The Fooding guide is celebrating its 25th anniversary. How time flies! Tomorrow’s historians will say that in France, there was a before and after Fooding. Before, there were Le Guide Vert and Michelin guide, and culinary television programmes hosted by unique chefs chosen for their regional accents. With the Fooding guide, coolness triumphed. A concept that was still little known at the beginning of the century, it would become a lifestyle that even found its way onto our plates.
Coolness is the primacy of brotherly horizontality over paternal verticality, the revenge of the small local player over the international giant, the consecration of gesture and know-how in the face of industrialisation, intention as proof of sincerity. An ideal society made of humanity and kindness. Time for small plates, small producers and still wines.
The Fooding was initially a matter of vocabulary and grammar. New, invented words, rich in imagery and, above all, capable of rendering obsolete those we had known for too long. A way of demonstrating one’s difference. Dining in a bristroquet does not have the same flavour as dining in the local bistro. A natural or artisan wine does not tell the same story as a cépage.
It also marked an aesthetic break with tradition. Destructured, deconstructed, fusion dishes gradually became the norm. Graphic, airy, photogenic and then Instagrammable, they revolutionised presentation and expectations, allowing a generation to make its mark by pushing the boundaries.
The Fooding guide now counts many Boomers among its readers, raising the question of where the next generation of diners is. Faced with a restaurant sector that is struggling to remain attractive (high prices, fierce competition leading to standardisation of codes and offerings, ‘photocopied’ storytelling), the vitality of coffee shops, alcohol-free or low-alcohol wines and fermented drinks is striking.

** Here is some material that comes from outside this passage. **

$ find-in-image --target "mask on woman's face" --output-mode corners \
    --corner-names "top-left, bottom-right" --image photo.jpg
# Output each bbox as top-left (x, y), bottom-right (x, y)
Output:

Unprecedented shapes and colours, insider vocabulary, new ways of consuming, refined and renewed aesthetics, ethical discourse: promises of exclusivity that are reminiscent of the origins of the Fooding. Except that today, the movement is no longer in the hands of specialised journalists but passionate influencers who are not looking to do better, but differently. Proof that our relationship with food is primarily generational.